Ah, Olaf tidak menduga.
Sejujurnya sejak awal putus, Olaf sering bertanya-tanya perihal apa Nalesha mendadak meminta pisah padanya. Apakah itu bosan, muak, atau hatinya sudah pindah pada pemilik baru; Olaf tak tahu. Ketika kedekatan Nale dan Erlang mulai berhembus di media sosial, menyebar lewat mulut-mulut anak Biba lainnya, ia pikir mungkin karena ini Nale tidak lagi ingin bersamanya. Olaf mau tidak mau mulai membandingkan diri. Apa yang Erlang punya dan tidak ia miliki, yang menarik perhatian Nale sampai cowok itu tega meninggalkannya?
Rupanya ini. Sosok Erlangga yang seperti ini, Olaf tidak heran Nalesha ikut terpesona.
“Cerita gue sama Nale udah lama kelar, Lang. Gue udah baik-baik aja,” kata Olaf. “Pepet terus dia. Orang bego juga bisa liat, dia lebih seneng sama lo ketimbang dulu sama gue.”

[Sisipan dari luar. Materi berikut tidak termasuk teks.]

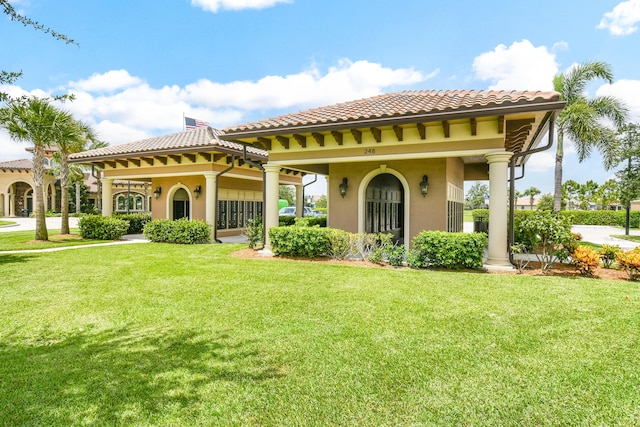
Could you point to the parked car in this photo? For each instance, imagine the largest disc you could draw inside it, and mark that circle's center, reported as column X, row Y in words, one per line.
column 291, row 211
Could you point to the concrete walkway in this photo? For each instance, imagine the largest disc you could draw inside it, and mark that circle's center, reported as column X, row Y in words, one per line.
column 598, row 234
column 53, row 223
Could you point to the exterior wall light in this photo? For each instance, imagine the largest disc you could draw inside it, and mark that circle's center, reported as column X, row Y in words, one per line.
column 424, row 185
column 343, row 187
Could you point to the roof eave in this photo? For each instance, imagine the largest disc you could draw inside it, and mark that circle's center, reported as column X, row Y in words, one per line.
column 397, row 120
column 165, row 152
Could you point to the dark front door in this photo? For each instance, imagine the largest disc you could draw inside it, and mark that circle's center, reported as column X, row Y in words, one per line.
column 385, row 207
column 181, row 204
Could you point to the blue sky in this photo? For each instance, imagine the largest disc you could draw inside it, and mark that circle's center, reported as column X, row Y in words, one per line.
column 142, row 64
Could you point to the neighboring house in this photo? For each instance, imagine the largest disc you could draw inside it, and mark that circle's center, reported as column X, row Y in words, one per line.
column 16, row 190
column 395, row 163
column 191, row 174
column 16, row 187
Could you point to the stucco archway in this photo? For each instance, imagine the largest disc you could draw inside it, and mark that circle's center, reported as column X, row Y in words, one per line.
column 185, row 196
column 362, row 197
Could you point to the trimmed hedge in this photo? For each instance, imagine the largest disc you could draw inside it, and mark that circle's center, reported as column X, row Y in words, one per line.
column 182, row 231
column 440, row 249
column 102, row 228
column 136, row 221
column 308, row 242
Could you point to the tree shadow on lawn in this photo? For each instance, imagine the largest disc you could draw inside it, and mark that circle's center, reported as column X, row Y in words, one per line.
column 123, row 377
column 11, row 258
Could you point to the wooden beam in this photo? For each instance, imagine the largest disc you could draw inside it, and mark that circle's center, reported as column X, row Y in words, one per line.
column 399, row 132
column 338, row 136
column 446, row 128
column 357, row 135
column 377, row 134
column 265, row 142
column 319, row 138
column 206, row 157
column 284, row 141
column 301, row 139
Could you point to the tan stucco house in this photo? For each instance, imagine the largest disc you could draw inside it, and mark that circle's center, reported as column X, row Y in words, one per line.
column 394, row 163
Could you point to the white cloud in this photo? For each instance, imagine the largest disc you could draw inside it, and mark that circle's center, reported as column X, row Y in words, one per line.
column 345, row 81
column 520, row 66
column 215, row 5
column 107, row 82
column 623, row 19
column 124, row 108
column 626, row 90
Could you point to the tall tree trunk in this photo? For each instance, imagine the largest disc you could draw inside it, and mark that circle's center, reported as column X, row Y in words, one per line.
column 38, row 180
column 78, row 209
column 557, row 185
column 64, row 193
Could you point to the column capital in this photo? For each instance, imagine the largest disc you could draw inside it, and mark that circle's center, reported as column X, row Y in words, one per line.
column 272, row 167
column 498, row 157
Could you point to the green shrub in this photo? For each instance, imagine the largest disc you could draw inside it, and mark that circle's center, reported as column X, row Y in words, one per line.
column 546, row 233
column 182, row 231
column 448, row 250
column 308, row 242
column 480, row 214
column 102, row 228
column 339, row 243
column 136, row 220
column 608, row 254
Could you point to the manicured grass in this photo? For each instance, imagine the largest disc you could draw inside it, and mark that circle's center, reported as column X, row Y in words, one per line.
column 23, row 240
column 160, row 334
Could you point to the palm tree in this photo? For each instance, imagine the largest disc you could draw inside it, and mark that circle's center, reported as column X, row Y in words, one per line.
column 74, row 136
column 580, row 119
column 34, row 120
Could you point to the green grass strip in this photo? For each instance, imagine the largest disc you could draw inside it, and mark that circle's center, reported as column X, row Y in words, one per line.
column 23, row 240
column 161, row 334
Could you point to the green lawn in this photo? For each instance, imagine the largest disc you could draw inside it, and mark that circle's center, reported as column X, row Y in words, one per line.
column 174, row 335
column 23, row 240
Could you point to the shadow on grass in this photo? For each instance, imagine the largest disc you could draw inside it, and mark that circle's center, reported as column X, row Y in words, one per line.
column 121, row 377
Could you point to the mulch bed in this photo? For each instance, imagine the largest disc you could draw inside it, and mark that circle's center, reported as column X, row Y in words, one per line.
column 558, row 270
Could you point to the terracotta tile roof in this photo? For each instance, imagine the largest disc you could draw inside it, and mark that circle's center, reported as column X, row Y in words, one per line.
column 401, row 104
column 23, row 164
column 203, row 138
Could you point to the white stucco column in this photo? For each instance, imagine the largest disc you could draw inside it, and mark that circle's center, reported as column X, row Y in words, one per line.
column 107, row 196
column 299, row 201
column 211, row 202
column 498, row 206
column 272, row 194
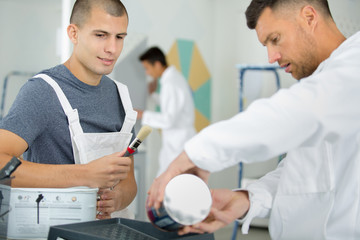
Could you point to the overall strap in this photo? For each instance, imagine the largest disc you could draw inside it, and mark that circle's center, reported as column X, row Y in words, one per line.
column 130, row 114
column 72, row 114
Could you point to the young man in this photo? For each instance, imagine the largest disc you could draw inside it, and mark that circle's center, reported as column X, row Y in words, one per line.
column 73, row 113
column 315, row 191
column 177, row 113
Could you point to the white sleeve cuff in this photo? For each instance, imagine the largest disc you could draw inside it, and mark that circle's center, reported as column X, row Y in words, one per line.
column 257, row 209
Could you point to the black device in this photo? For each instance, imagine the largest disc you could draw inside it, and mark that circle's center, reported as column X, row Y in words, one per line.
column 119, row 229
column 9, row 168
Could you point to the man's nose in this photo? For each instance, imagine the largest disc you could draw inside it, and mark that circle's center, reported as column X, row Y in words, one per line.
column 273, row 55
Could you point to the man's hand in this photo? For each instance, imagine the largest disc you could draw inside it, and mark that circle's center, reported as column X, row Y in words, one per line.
column 140, row 113
column 109, row 202
column 227, row 207
column 182, row 164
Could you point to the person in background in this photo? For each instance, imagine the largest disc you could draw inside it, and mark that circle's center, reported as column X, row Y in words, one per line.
column 315, row 191
column 72, row 113
column 177, row 112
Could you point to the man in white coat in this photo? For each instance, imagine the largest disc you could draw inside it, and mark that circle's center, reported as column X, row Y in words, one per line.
column 315, row 191
column 177, row 112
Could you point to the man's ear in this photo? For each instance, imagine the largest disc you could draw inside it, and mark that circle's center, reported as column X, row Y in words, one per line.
column 72, row 31
column 310, row 16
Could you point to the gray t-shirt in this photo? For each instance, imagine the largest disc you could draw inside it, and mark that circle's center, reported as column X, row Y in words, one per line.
column 37, row 115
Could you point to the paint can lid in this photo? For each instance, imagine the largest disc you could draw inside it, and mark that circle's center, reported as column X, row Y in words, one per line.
column 187, row 199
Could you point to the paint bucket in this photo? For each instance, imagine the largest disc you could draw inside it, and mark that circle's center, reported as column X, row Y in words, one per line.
column 187, row 201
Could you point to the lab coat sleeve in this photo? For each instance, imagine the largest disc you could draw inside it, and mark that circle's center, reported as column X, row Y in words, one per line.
column 171, row 102
column 261, row 195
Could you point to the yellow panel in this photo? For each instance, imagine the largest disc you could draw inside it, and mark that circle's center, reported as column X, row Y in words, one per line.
column 199, row 73
column 200, row 121
column 173, row 57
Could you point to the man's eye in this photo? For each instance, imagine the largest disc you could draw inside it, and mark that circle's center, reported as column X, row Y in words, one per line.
column 275, row 40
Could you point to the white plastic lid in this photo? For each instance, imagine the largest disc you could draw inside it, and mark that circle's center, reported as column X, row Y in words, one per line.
column 187, row 199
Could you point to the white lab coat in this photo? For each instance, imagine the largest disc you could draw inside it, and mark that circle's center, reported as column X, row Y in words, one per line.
column 315, row 191
column 176, row 116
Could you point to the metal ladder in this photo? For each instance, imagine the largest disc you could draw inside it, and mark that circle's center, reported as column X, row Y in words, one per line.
column 242, row 68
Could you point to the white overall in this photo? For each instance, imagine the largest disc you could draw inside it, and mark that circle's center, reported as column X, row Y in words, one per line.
column 90, row 146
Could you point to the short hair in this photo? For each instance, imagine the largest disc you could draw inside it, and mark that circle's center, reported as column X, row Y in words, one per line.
column 257, row 7
column 82, row 10
column 153, row 55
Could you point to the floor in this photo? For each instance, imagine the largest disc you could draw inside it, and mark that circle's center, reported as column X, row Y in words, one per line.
column 255, row 233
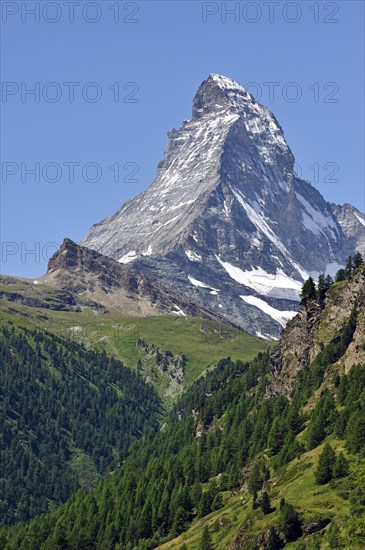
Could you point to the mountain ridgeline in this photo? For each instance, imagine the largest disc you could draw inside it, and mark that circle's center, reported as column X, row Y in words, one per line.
column 256, row 455
column 68, row 415
column 227, row 222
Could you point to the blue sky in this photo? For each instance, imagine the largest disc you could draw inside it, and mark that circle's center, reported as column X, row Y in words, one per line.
column 134, row 69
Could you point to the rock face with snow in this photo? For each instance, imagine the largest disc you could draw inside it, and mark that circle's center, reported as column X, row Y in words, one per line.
column 352, row 222
column 226, row 221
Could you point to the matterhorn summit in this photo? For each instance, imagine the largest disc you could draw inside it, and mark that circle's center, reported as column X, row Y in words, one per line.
column 227, row 222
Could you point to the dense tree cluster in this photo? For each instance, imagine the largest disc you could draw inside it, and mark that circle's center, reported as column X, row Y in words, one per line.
column 57, row 398
column 313, row 291
column 224, row 430
column 180, row 473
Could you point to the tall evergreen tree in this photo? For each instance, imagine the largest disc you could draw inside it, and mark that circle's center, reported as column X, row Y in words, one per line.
column 341, row 467
column 326, row 462
column 274, row 542
column 265, row 503
column 290, row 522
column 358, row 260
column 206, row 540
column 308, row 289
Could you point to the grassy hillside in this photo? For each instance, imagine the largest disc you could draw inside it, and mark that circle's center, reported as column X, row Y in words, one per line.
column 202, row 342
column 320, row 508
column 67, row 415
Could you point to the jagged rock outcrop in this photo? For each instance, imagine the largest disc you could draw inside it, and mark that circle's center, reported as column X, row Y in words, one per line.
column 352, row 222
column 227, row 222
column 315, row 327
column 87, row 273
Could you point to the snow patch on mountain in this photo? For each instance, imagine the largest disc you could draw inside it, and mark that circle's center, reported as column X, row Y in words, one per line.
column 264, row 283
column 199, row 284
column 281, row 317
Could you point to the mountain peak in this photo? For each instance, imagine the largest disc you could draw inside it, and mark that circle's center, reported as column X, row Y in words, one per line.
column 219, row 92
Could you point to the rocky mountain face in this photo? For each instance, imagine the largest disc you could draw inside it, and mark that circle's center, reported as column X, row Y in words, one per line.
column 89, row 275
column 352, row 222
column 227, row 222
column 317, row 326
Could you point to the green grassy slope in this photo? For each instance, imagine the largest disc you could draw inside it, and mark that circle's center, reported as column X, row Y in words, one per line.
column 202, row 342
column 318, row 506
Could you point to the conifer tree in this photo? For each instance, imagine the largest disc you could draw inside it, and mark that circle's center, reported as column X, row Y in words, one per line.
column 341, row 467
column 290, row 522
column 326, row 461
column 274, row 542
column 265, row 503
column 357, row 260
column 206, row 540
column 308, row 289
column 255, row 479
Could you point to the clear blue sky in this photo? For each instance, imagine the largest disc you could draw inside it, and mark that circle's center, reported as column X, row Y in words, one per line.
column 169, row 49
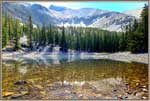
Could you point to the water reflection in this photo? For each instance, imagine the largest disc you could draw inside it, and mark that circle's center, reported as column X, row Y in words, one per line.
column 77, row 72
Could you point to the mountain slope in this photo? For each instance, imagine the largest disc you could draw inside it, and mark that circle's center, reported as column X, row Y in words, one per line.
column 56, row 15
column 135, row 12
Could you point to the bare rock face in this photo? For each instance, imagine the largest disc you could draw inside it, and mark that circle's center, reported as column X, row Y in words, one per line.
column 62, row 16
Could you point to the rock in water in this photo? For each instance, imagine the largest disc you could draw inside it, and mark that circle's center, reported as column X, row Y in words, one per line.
column 20, row 82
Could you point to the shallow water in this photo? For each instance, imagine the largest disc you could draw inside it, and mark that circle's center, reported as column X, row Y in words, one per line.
column 105, row 75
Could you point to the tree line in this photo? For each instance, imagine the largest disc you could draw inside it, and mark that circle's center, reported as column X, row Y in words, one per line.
column 134, row 39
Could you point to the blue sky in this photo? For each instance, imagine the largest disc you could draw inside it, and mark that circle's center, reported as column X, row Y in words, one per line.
column 112, row 6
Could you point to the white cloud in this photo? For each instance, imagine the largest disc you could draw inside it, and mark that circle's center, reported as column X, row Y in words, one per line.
column 73, row 5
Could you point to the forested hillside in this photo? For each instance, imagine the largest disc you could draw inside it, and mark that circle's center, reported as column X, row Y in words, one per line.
column 135, row 39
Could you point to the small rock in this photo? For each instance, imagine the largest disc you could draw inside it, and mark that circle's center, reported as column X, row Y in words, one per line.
column 119, row 97
column 6, row 94
column 114, row 90
column 125, row 97
column 144, row 86
column 38, row 86
column 80, row 95
column 144, row 97
column 108, row 97
column 20, row 82
column 43, row 92
column 144, row 90
column 86, row 86
column 137, row 84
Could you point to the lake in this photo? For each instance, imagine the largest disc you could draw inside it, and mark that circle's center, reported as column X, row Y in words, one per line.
column 77, row 79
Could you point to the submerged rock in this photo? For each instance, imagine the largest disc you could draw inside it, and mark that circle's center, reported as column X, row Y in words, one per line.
column 6, row 94
column 20, row 82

Tawa lega Erlang terlantun membelah sore yang makin hilang. Ia menarik kembali es teh manisnya, menyudahi obrolan serius mereka dan mulai menyambung pembicaraan soal jual-beli pemain Persib musim ini sampai rencana kepindahan Bu Nita (guru matematika mereka) ke SMA Negeri 3.
Sore itu berlalu bersama tawa mereka, es teh manis yang tidak lagi dingin, dan celetukan Teh Arum dalam logat sunda halusnya.